Wednesday, June 22, 2005

Mass Appeal

I was just rereading some comments from last week, and wanted to post this one, from Nan Cohen, above the fold.
Do you know the passage from one of David Hockney's autobiographical volumes of work in which he says that great art, like great religions, must have something for everyone? "Otherwise, it is not a religion, it is a mere cult" is how he puts it. Great art imagines an audience of all humanity even if not every member can perceive it to the depths. (I love Oscar Wilde, but his work's appeal is in part cultish.) The whole passage is long; I have often handed it out to students, especially those who are enthralled with the idea of the poem as puzzle and are in love with obscurity--the more, the better.

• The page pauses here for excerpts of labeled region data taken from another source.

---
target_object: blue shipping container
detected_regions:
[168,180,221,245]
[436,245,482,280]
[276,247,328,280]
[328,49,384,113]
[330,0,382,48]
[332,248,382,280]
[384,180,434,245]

I'm reminded of seeing, a year or two ago in Los Angeles, the Actors' Gang production "The Mysteries," which included four medieval mystery plays as well as three contemporary takes; I was just enthralled by the immediate appeal of the medieval plays in a way I never approached when reading them. I have never felt so much like an illiterate fourteenth-century peasant. At one point I was nearly in tears with pity for Christ. And I'm Jewish.
As I read the various posts about "what comes next"--at Robert's blog, say, where there's a plea for more poetry of the "contingent difficulty" variety--my heart sinks, and Nan's post gives me some idea why. Doesn't anyone writing these blogs (let alone reading them) want, or even imagine wanting, the "next big thing" to be "great art," in Hockney's terms? Expansive, open to the many, not the few, immediately appealing, moving us to tears for those we do not ordinarily care about? Sounds better than a Contingent Difficulty Revival to me!